Cryptocurrencies, led by Bitcoin, have grown in popularity in terms of numbers, interest, investments, user base, trading volume, price and market capitalization.
While these blockchain-backed currencies hold great promise in terms of revolutionizing the existing systems, the “usability factor” of these cryptocurrencies stands in the way of their wider adoption. This is largely owing to the regulatory ambiguity and limited merchant acceptance (in direct form).
The fast-emerging segment of cryptocurrency debit cards may perhaps be one solution to this problem.
Cryptocurrency debit cards give users the freedom to pay in the virtual currency just like any normal transaction. The ability to use cryptocurrencies for transactions in our day-to-day lives—directly without pre-conversion into fiat—at regular stores, restaurants, or gas stations—can be the tipping point that merges the crypto and real world.
Cryptocurrency debit cards function like clones of fiat debit cards in terms of simplicity, ease of use and acceptance. The issuers have mobile applications for contactless payments with a Near Field Communication (NFC) checkout terminal as well as physical debit cards for use at the point-of-sale (PoS). The payments are carried out in collaboration with a payment gateway (Visa or MasterCard), making it very convenient for cryptocurrency investors to use their tokens at millions of locations globally.
The existing infrastructure provided by payment giants such as Visa and MasterCard is used by cryptocurrency debit cards to enable payments without any additional work on the merchant’s end. Thus, the customer pays in a chosen cryptocurrency — say Bitcoin or Ethereum — but the merchant receives the fiat, like US dollar or Euro.
Visa (V) and MasterCard (MA) dominated 54% ($139 billion) and 26% ($67.3 billion) of the purchase transactions on global cards during 2016 as per a Nilson report. During 2016, the credit, debit, and prepaid card transactions for goods and services worldwide reached $257.17 billion for Visa, UnionPay, MasterCard, JCB, Diners/Discover, and American Express.
These figures are based on the number of merchants and customers going cashless. “Approximately a third of U.S. merchants are now enabled to take chip cards and about three quarters of consumers have at least one chip card in their wallet,” according to the U.S. Payments Forum (October 2016).
Interestingly, both Visa and MasterCard have been experimenting with blockchain for payments since sometime now. The two have even filed patents for blockchain-based transaction systems. A patent filings by MasterCard reveals an application for an “information transaction infrastructure” that enables “transactions and refund” in cryptocurrency. While Visa’s recent patent application related to “methods and systems for using digital signatures to create trusted digital asset transfers.”
While the concept of such cards has been around for about two years, the surge in the activity in this space has created more excitement and interest in such products.
Currently, there more than thirty such crypto debit cards in operation, with each one offering a different fee structure, cryptocurrency and fiat support, maintenance changes and so on.
Back in 2015, Coinbase launched the first ever U.S. Bitcoin debit card. The company has recently raised $100 million in Series D funding, primarily led by IVP, which helped it enter the “unicorn” club in the venture capital industry.
TenX, a Singapore-based company, is integrating Bitcoin, Ethereum (including ERC20) and Dash for payments across Visa as well as MasterCard network, and offers incentives on every purchase which are paid to users in its own tokens—PAY.

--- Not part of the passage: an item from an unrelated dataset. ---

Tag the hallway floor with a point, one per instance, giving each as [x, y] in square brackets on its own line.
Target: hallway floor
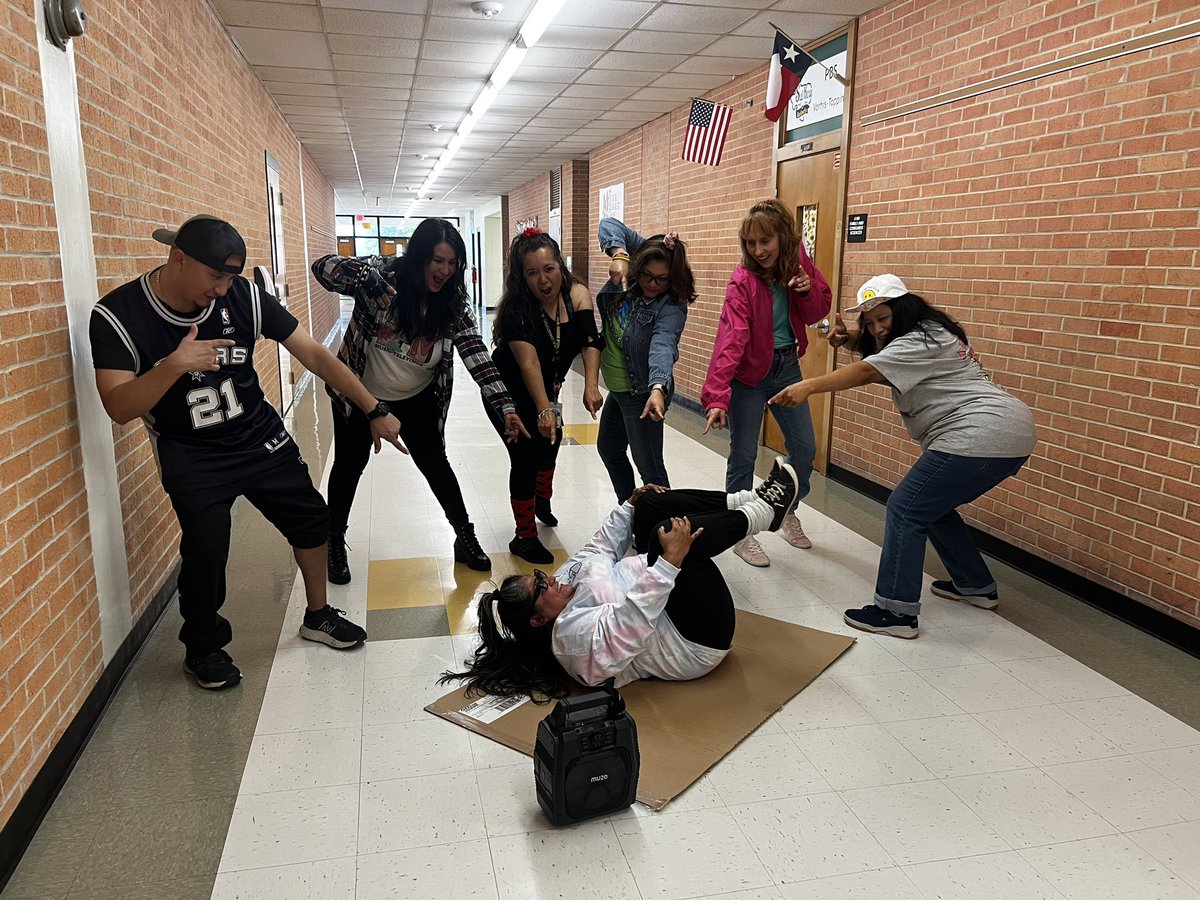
[1043, 750]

Soon to be launched OCASH crypto card will allow token holders to use Stablecoins (SmartCoins), including bitUSD, bitEUR, bitGBP, and Rubles—plus other OpenLedger tokens such as OBITS, Bitcoin, and Ethereum (including ERC20)—to purchase items anywhere. OCASH will thus enable the practical use of a number of tokens.
Monaco which supports Bitcoin and Ethereum spending claims, “Every time you spend with the Monaco Card, you will be given perfect interbank exchange rates without markups or fees. In practice that means savings of €30-40 on every €500 spent, compared to high street banks.” There are other providers in the market such as Xapo, Wirex, BitPay, Cryptopay, CoinsBank.
While there are issues to be resolved around cryptocurrencies, such as volatility in price, regulatory treatment, and so on, the direct usability of these blockchain assets is a critical barrier holding back their wider adoption. In the times to come, cryptocurrency debit cards will play an important role in narrowing the gap between the crypto and real world, if not bridging it completely.